In 1886, Stawell became one of the first female residents at Trinity College, Melbourne. Studying classics, Stawell received individual instruction in Greek from Alexander Leeper. During this period, Stawell campaigned for the creation of a separate non-denominational women's college. In 1888, Stawell decided not to complete her degree and instead enrolled at Newnham College, Cambridge in May 1889. Accompanied by her parents and some of her siblings, Stawell's father died in Naples whilst en route to Cambridge.

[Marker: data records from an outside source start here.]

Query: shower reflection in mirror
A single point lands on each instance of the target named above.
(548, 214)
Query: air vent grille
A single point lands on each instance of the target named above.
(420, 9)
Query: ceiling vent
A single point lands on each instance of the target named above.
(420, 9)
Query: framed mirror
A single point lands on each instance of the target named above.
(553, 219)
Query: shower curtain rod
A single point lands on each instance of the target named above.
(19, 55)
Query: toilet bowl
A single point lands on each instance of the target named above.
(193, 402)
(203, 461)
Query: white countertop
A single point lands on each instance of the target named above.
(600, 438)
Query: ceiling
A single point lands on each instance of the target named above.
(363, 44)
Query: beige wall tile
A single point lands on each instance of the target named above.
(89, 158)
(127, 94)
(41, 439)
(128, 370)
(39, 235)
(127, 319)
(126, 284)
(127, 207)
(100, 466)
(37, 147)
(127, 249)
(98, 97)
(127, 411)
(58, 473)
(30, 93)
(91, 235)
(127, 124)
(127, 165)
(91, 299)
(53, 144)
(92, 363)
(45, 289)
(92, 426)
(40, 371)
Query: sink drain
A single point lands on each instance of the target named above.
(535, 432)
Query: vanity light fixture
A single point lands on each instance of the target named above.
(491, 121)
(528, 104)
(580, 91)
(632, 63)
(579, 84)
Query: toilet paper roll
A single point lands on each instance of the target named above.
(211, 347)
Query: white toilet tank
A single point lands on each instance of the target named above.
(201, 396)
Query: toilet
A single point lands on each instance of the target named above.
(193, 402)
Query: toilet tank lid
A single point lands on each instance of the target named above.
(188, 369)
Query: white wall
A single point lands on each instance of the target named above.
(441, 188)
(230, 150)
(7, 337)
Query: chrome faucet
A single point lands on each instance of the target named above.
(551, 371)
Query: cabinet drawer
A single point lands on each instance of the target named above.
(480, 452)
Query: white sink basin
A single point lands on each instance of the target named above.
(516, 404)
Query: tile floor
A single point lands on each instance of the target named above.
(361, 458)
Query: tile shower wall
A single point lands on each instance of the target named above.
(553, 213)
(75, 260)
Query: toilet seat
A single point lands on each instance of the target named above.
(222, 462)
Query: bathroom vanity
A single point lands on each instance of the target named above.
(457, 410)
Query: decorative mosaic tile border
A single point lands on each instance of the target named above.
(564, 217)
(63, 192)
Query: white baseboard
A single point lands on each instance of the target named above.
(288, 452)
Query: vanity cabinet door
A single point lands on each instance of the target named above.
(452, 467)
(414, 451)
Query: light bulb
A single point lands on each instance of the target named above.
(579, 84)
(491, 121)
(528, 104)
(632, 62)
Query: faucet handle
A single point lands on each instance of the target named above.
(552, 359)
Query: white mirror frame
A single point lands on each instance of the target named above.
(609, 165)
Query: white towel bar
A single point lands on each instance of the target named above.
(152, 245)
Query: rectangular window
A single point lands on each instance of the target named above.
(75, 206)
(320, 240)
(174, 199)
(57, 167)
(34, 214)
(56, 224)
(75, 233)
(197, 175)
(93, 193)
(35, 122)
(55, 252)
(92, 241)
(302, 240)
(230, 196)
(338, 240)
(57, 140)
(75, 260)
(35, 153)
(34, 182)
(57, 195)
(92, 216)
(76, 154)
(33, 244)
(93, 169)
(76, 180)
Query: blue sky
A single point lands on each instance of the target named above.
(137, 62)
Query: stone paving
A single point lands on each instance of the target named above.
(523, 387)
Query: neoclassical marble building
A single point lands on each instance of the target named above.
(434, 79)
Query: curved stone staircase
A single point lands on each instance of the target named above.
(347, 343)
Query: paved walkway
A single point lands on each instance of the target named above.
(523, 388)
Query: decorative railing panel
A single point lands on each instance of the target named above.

Studying the classical tripos, Stawell played tennis for Newnham and volunteered in Barnwell as a adult literacy teacher. At Newnham met Clara "Clare" Reynolds (1865–1937) with whom she had a lifelong relationship. In 1882, Stawell became the third woman, and the first at Newnham, to be placed in the first division of the first class in part one of the Cambridge classical tripos. Studying German in Dresden for a few months, upon returning to Newnham Stawell studied philosophy but did not sit part two of the tripos. Returning to Melbourne for ten months, Stawell promoted female education and turned down a marriage proposal from Robert Hamilton Russell.

==Career==
In October 1894, Stawell began a classics lectureship at Newnham however, she left the position within the first year due to ill health. Stawell moved to London in order to live with her mother.

In 1911, she offered an interpretation of the Phaistos Disc as Homeric Greek, syllabic writing. Stawell was a member of the Society for Psychical Research.

==Personal life==
On 9 June 1936, Stawell died from cancer in Headington, Oxford aged 67. Stawell was buried at Headington Cemetery. Following Reynold's death seven months later, her ashes were scattered over Stawell's grave and the gravestone bears both their names.